MPA rated it R for some language. It was filmed on location in Warsaw, Mazowieckie, Poland. Runtime is 1 hour 52 minutes.
Review Conclusion w/a Christian's Recommendation
This is a sobering drama with nightclub scenes mixed in for (protested) levity. I can't say as everybody's background will allow him or her to appreciate it. It's slow getting started but develops legs towards the end.
Movie Ratings
Action factor: No action, subdued adventure. Suitability For Children: Not Suitable for Children of Any Age. Special effects: Wake up and smell the 1990s technology. Video Occasion: Good for a Rainy Day. Suspense: A few suspenseful moments. Overall movie rating: Three stars out of five.
Works Cited
Scripture was quoted from the Authorized Version, Pub. 1611, rev. 1769. Software.
Alighieri, Dante. The Inferno. New york: Mentor Books, 1954. Print.
Ball, Terence. Rousseau's Ghost. © 1998 State University of New York. Albany: State University of New York Press, 1999. Print.

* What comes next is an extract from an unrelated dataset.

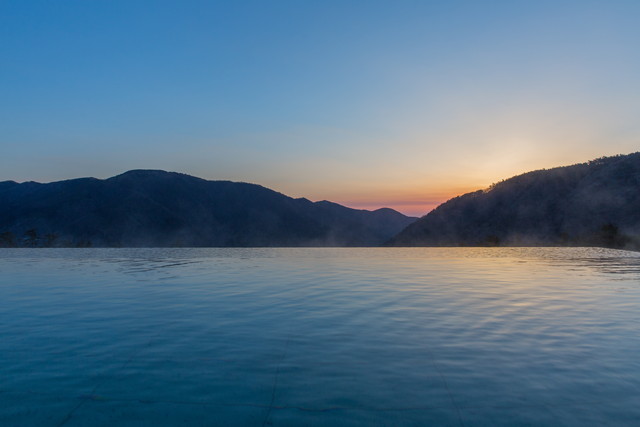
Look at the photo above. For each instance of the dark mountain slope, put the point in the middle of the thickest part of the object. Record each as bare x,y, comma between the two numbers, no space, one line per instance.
157,208
595,203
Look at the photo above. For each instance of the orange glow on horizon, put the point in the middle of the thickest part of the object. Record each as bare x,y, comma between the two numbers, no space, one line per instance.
415,203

Gilder, George F. Sexual Suicide. New York: Quadrangle, 1973. Print.
Miller, Randall M. The Kaleidoscopic Lens: how Hollywood views ethnic groups. Englewood, NJ: Ozer. © 1980. Print.
Roberts, J.M. A History of Europe. New York: Penguin Press, 1997. Print.
Whitehead, John W. Grasping for the Wind—the search for meaning in the 20th century. Grand Rapids: Zondervan Publishing House, 2001. Print.